Vamos exigir (e ainda bem) à indústria alimentar que nos diga se aquilo que nos vende é mesmo bom para saúde, mas quando iremos exigir à indústria que produz os medicamentos “naturais” (às vezes são apenas complexos vitamínicos) que apresente estudos fiáveis em relação às indicações e à relação custo benefício?

Para que se perceba o negócio, deixo como exemplo a Ginkgo Biloba, comercializada como produto “químico”, doseada a 40 mg custa 17 cêntimos por unidade, enquanto o mesmo produto “natural” doseado a 120 mg custa 41 cêntimos por unidade (em promoção).
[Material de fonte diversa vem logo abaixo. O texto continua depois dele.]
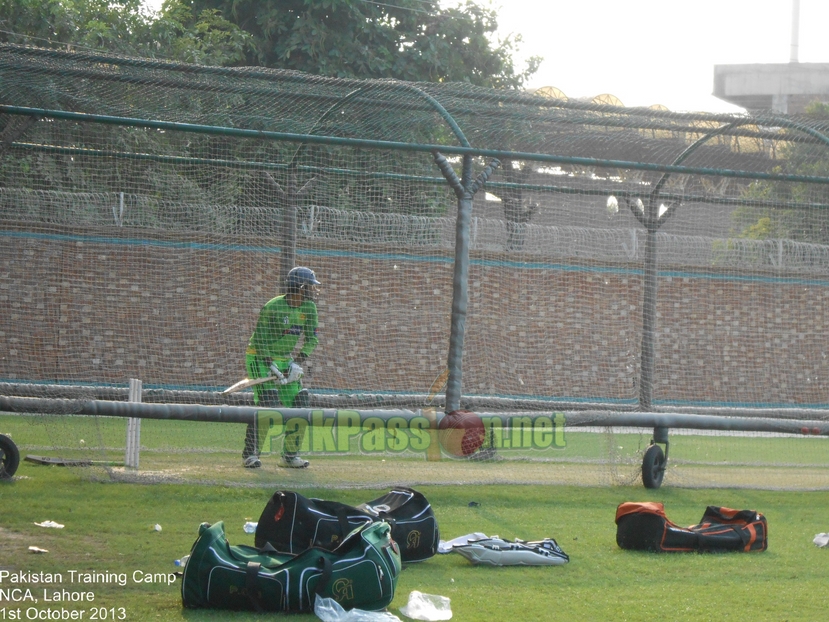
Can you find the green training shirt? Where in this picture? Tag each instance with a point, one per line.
(280, 327)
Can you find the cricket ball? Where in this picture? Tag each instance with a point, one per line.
(461, 433)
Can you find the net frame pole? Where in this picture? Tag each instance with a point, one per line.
(133, 449)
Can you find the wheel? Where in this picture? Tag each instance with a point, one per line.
(9, 457)
(653, 467)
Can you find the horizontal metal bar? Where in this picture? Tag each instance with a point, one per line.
(247, 414)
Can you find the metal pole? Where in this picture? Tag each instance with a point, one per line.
(646, 372)
(133, 450)
(460, 292)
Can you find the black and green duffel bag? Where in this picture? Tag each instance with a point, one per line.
(360, 573)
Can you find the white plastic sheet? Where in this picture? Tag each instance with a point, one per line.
(429, 607)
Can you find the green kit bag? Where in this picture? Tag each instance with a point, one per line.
(360, 573)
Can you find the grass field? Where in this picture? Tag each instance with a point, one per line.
(109, 527)
(109, 515)
(210, 453)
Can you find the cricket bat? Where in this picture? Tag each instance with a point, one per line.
(248, 382)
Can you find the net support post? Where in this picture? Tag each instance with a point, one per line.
(433, 453)
(133, 427)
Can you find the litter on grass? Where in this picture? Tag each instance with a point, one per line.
(329, 610)
(429, 607)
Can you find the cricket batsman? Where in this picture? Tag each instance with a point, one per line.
(282, 323)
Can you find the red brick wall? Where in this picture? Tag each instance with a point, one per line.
(178, 312)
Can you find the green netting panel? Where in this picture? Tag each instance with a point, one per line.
(146, 213)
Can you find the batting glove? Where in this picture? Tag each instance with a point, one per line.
(294, 373)
(275, 371)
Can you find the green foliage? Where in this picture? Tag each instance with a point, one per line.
(178, 32)
(412, 40)
(808, 222)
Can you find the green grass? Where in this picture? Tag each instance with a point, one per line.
(109, 528)
(202, 452)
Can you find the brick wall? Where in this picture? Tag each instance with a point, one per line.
(108, 306)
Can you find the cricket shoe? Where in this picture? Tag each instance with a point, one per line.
(293, 462)
(252, 462)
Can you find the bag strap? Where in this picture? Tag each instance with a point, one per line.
(342, 518)
(325, 578)
(251, 574)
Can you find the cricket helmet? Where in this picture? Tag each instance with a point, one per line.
(302, 279)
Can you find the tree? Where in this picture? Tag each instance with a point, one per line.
(805, 224)
(126, 27)
(412, 40)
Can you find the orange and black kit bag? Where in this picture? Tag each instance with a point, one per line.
(645, 527)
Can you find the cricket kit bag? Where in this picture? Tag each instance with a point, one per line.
(361, 572)
(645, 527)
(291, 523)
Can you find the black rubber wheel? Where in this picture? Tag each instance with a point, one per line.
(9, 457)
(653, 467)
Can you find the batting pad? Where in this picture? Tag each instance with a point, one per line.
(483, 550)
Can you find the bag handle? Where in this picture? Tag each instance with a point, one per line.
(251, 574)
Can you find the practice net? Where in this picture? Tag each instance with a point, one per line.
(620, 260)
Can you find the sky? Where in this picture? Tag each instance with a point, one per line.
(647, 52)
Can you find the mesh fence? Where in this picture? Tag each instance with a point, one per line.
(148, 210)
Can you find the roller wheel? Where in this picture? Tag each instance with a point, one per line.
(9, 457)
(653, 467)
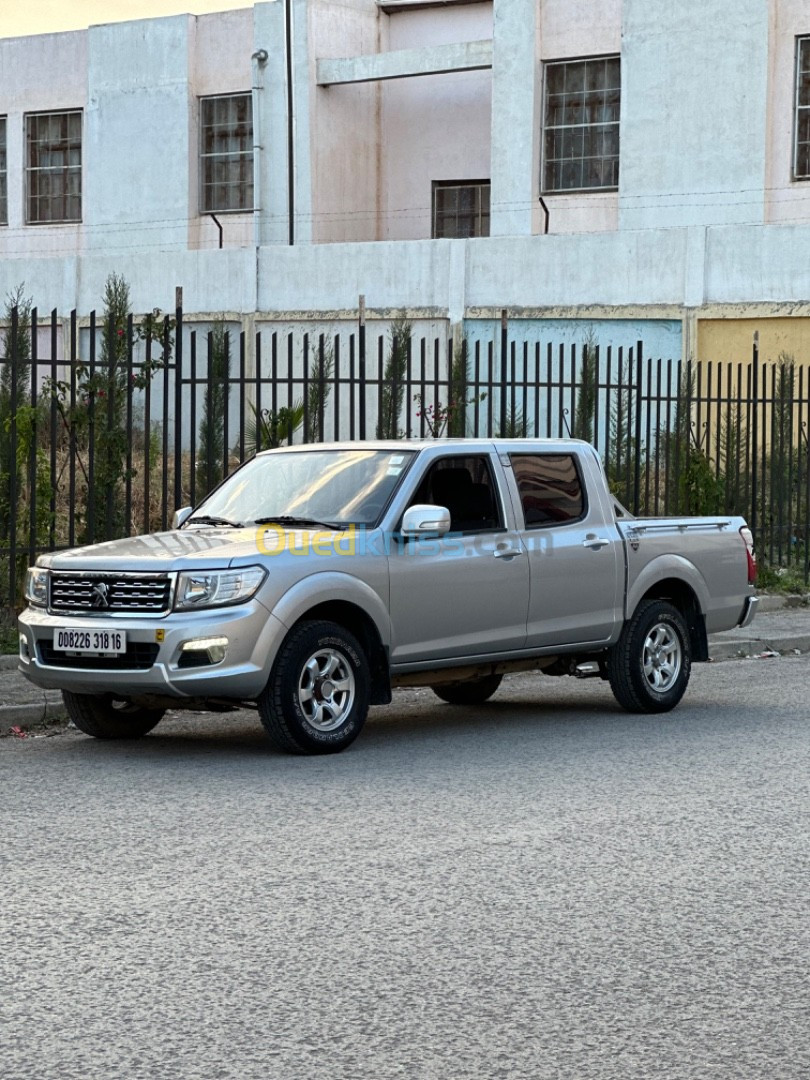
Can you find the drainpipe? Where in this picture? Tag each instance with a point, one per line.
(258, 59)
(545, 212)
(291, 118)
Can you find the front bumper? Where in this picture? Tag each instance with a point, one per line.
(254, 636)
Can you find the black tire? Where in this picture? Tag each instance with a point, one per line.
(108, 717)
(471, 691)
(304, 709)
(649, 666)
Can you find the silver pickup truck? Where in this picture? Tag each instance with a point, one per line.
(315, 579)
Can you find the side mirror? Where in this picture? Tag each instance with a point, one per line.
(422, 520)
(180, 516)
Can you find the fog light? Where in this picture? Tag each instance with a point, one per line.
(203, 650)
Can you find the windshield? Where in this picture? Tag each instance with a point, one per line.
(324, 487)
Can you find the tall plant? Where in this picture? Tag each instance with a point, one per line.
(211, 454)
(392, 391)
(585, 409)
(15, 382)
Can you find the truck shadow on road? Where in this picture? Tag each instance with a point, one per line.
(417, 723)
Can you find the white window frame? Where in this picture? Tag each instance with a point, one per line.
(481, 213)
(213, 159)
(802, 44)
(548, 184)
(66, 170)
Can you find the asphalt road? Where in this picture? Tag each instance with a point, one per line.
(544, 887)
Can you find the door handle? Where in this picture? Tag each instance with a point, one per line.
(595, 542)
(503, 552)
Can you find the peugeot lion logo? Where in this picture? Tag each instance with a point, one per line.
(100, 595)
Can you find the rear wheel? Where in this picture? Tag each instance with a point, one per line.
(471, 691)
(316, 698)
(107, 717)
(649, 666)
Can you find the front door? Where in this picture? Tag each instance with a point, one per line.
(466, 593)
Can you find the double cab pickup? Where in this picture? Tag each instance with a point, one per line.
(316, 578)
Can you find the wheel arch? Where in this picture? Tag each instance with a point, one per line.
(680, 594)
(362, 625)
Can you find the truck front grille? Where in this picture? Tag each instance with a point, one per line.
(139, 656)
(75, 593)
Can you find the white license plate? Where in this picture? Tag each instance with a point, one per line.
(90, 643)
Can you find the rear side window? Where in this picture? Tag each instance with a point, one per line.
(550, 487)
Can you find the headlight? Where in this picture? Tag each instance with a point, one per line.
(36, 586)
(217, 588)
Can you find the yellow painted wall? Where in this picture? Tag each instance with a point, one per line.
(731, 339)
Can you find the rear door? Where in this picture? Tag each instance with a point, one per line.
(576, 558)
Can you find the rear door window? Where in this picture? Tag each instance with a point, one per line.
(550, 487)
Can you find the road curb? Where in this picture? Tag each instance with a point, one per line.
(32, 714)
(739, 648)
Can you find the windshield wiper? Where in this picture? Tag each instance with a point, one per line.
(292, 520)
(205, 520)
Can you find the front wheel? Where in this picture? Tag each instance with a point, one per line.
(472, 691)
(107, 717)
(649, 666)
(316, 698)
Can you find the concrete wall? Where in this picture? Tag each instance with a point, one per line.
(219, 63)
(786, 200)
(27, 85)
(433, 127)
(724, 340)
(346, 130)
(138, 136)
(693, 112)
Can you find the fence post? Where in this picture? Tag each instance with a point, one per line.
(504, 349)
(178, 400)
(362, 363)
(12, 460)
(754, 433)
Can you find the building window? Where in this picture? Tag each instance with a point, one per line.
(581, 124)
(460, 208)
(3, 176)
(226, 153)
(801, 149)
(54, 166)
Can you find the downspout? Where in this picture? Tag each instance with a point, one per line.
(291, 119)
(258, 59)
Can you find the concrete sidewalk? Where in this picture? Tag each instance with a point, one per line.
(782, 626)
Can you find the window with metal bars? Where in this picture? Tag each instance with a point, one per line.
(226, 153)
(801, 121)
(53, 166)
(460, 208)
(581, 124)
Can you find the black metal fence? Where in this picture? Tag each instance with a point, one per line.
(106, 427)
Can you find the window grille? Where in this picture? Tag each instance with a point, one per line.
(53, 166)
(460, 208)
(226, 153)
(581, 124)
(801, 123)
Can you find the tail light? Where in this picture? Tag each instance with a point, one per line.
(748, 541)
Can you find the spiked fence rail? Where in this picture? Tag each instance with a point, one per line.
(675, 437)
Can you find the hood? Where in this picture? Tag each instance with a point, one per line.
(210, 548)
(179, 550)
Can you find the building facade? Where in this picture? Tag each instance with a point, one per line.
(633, 165)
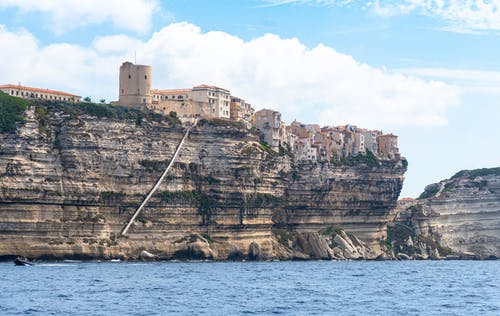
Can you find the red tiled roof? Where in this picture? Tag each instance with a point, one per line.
(19, 87)
(205, 86)
(170, 91)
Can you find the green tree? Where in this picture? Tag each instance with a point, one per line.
(11, 111)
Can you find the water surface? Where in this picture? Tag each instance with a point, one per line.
(260, 288)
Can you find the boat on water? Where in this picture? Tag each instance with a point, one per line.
(22, 261)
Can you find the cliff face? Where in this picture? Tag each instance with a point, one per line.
(71, 181)
(460, 216)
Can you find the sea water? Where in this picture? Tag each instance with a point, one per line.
(259, 288)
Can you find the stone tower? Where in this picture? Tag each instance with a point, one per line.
(135, 85)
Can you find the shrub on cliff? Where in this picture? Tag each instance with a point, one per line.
(11, 111)
(368, 159)
(429, 191)
(471, 174)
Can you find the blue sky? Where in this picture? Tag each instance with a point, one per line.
(425, 70)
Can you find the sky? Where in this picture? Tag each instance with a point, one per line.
(426, 70)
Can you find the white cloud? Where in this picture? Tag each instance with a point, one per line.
(64, 15)
(115, 44)
(484, 81)
(461, 15)
(310, 84)
(272, 3)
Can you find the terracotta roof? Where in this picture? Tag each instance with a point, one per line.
(205, 86)
(170, 91)
(388, 135)
(19, 87)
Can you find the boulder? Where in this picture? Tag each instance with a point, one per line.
(254, 251)
(147, 256)
(403, 256)
(235, 254)
(348, 249)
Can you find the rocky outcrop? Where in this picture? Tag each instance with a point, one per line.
(73, 177)
(456, 218)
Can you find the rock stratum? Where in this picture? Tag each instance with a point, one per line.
(72, 178)
(455, 218)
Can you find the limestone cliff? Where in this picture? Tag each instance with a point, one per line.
(71, 178)
(458, 218)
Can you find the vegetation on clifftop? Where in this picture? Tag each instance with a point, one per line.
(11, 112)
(471, 174)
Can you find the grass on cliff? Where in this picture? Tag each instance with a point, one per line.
(429, 191)
(11, 112)
(102, 110)
(471, 174)
(368, 159)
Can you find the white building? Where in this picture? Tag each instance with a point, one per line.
(37, 93)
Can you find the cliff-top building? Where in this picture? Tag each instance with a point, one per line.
(135, 85)
(37, 93)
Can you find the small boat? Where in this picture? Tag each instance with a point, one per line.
(22, 261)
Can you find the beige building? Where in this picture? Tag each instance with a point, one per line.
(300, 130)
(37, 93)
(388, 146)
(359, 144)
(204, 101)
(172, 94)
(218, 98)
(135, 85)
(240, 110)
(272, 128)
(371, 143)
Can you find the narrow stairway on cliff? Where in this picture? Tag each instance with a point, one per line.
(160, 180)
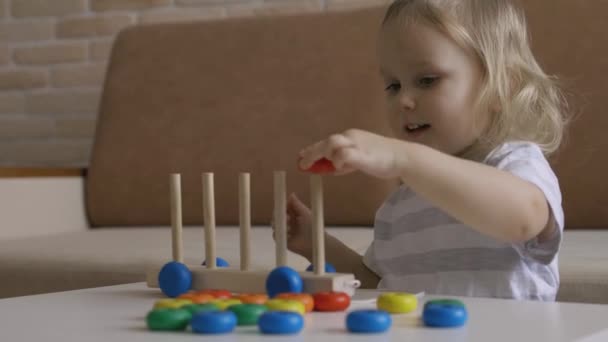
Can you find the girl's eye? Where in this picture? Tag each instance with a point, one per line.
(427, 81)
(393, 87)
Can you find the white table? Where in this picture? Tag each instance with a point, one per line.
(116, 313)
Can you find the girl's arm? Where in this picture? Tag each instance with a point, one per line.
(346, 260)
(491, 201)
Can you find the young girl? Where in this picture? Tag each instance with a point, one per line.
(479, 212)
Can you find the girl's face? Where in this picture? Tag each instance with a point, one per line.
(431, 86)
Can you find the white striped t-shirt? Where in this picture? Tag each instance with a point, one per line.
(418, 247)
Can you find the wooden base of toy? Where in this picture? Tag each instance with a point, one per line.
(239, 281)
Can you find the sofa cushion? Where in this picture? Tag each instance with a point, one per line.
(102, 257)
(566, 39)
(233, 96)
(115, 256)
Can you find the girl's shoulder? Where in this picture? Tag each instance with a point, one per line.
(514, 150)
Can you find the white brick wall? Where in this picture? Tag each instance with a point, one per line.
(53, 55)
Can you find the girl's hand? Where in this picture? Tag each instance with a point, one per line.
(299, 227)
(355, 149)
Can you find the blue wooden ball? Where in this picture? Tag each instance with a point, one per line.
(283, 279)
(174, 279)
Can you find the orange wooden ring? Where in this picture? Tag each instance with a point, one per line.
(218, 294)
(304, 298)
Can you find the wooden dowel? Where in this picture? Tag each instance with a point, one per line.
(316, 199)
(176, 216)
(280, 218)
(209, 216)
(245, 219)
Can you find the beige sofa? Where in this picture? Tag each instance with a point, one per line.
(245, 95)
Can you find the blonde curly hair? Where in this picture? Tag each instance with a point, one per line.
(524, 102)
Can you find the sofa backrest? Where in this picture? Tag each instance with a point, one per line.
(233, 96)
(247, 94)
(569, 39)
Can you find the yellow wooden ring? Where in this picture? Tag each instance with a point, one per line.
(397, 302)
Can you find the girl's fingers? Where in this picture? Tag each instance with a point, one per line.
(325, 148)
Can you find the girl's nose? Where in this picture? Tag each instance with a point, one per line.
(407, 102)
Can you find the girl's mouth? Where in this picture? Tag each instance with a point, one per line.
(416, 128)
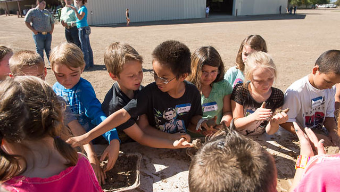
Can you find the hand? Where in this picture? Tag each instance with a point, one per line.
(182, 143)
(261, 114)
(97, 169)
(111, 152)
(78, 141)
(178, 136)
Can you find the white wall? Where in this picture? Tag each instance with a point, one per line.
(259, 7)
(113, 11)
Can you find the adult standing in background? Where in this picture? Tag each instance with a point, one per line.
(68, 19)
(84, 32)
(42, 27)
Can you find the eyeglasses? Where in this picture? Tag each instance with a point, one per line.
(213, 73)
(163, 80)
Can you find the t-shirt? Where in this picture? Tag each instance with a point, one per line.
(83, 22)
(213, 105)
(114, 100)
(308, 105)
(84, 105)
(168, 114)
(80, 178)
(242, 96)
(321, 175)
(234, 76)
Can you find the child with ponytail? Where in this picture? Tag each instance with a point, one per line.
(33, 156)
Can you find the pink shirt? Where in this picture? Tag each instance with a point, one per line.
(321, 174)
(77, 178)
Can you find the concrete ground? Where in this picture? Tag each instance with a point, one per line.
(294, 41)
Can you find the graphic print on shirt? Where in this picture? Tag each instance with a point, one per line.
(314, 118)
(168, 120)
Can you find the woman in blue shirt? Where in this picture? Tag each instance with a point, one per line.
(84, 32)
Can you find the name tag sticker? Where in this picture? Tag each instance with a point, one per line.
(182, 108)
(212, 106)
(317, 101)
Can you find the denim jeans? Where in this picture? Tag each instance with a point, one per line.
(84, 37)
(71, 35)
(43, 42)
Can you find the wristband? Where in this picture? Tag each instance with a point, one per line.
(198, 126)
(302, 161)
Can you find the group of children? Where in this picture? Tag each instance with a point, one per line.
(191, 96)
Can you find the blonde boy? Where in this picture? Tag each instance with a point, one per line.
(30, 63)
(5, 54)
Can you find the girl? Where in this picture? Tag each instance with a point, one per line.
(207, 74)
(250, 44)
(84, 32)
(250, 117)
(33, 156)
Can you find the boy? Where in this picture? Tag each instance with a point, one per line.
(5, 54)
(231, 162)
(30, 63)
(311, 99)
(171, 65)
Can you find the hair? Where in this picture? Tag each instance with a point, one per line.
(67, 54)
(255, 42)
(30, 111)
(231, 162)
(205, 56)
(4, 51)
(258, 60)
(329, 61)
(25, 58)
(174, 55)
(117, 54)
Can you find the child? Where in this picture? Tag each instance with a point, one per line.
(5, 55)
(250, 117)
(250, 44)
(33, 156)
(311, 99)
(68, 63)
(231, 162)
(30, 63)
(171, 66)
(317, 172)
(207, 74)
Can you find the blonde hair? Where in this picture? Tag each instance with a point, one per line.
(30, 111)
(258, 60)
(25, 58)
(117, 54)
(67, 54)
(205, 56)
(4, 51)
(255, 42)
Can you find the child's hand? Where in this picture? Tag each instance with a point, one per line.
(97, 169)
(182, 143)
(78, 141)
(111, 152)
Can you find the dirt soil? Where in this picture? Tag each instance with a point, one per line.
(294, 41)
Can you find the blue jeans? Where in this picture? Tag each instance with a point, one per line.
(43, 42)
(84, 37)
(71, 35)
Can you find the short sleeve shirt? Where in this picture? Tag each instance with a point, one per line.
(241, 95)
(41, 20)
(213, 105)
(168, 114)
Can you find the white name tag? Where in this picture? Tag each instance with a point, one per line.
(182, 108)
(212, 106)
(317, 101)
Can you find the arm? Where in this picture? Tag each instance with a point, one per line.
(227, 115)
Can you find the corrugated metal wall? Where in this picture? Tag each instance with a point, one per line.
(113, 11)
(259, 7)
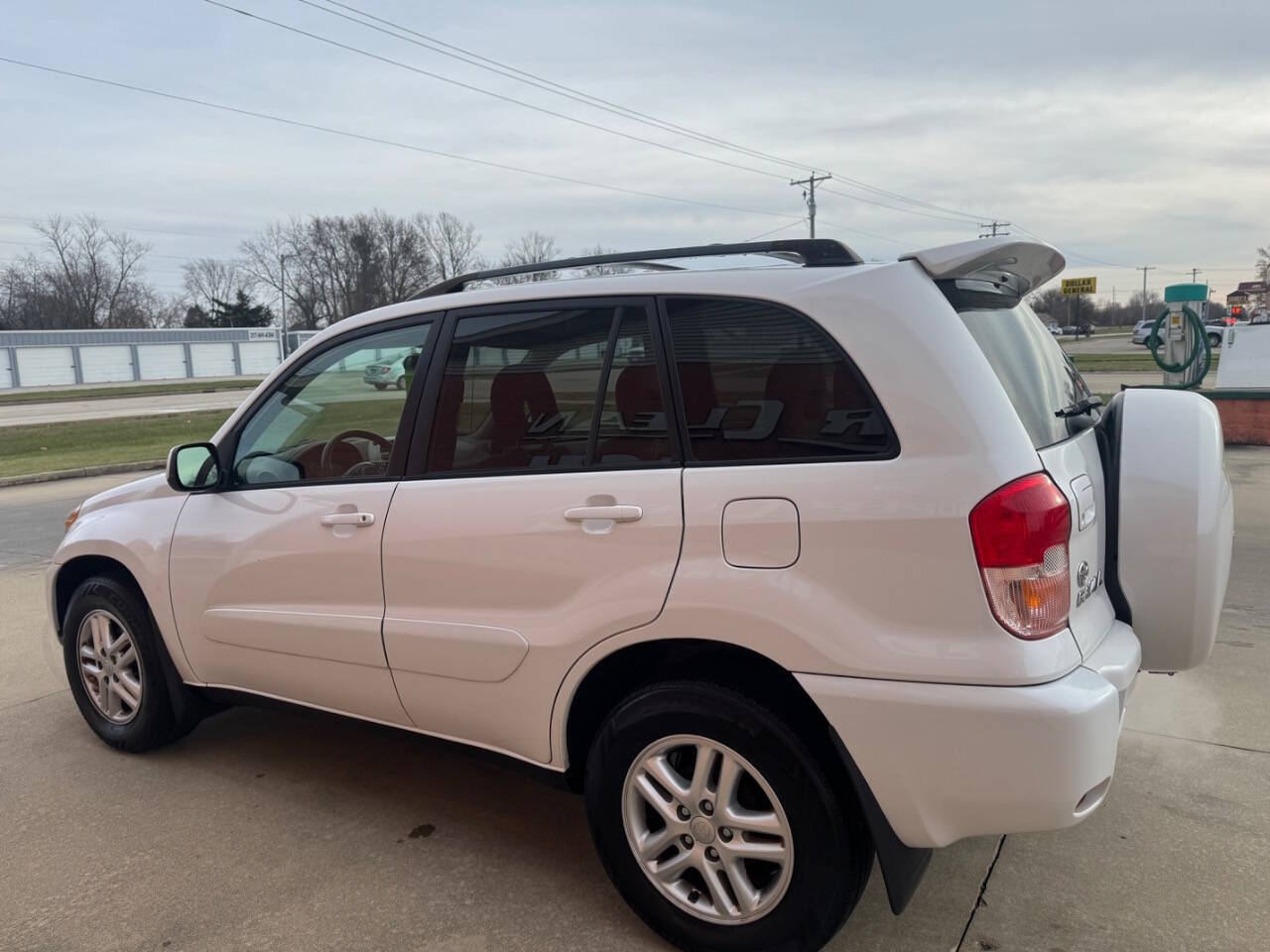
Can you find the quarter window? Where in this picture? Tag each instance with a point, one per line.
(334, 417)
(550, 390)
(760, 382)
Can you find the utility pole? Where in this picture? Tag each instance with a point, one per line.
(282, 303)
(810, 195)
(1144, 270)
Preços semelhantes por grama, contudo a dose recomendada pelo Infarmed é de 40 mg três vezes por dia enquanto nas embalagens dos produtos “naturais” é de 120 mg três vezes ao dia, sem que este aumento de dose se reflicta em qualquer vantagem para o consumidor, excepto a económica – para quem vende, claro.

Chegou a altura de consumirmos a lebre e não o gato, distinguindo o trigo do joio.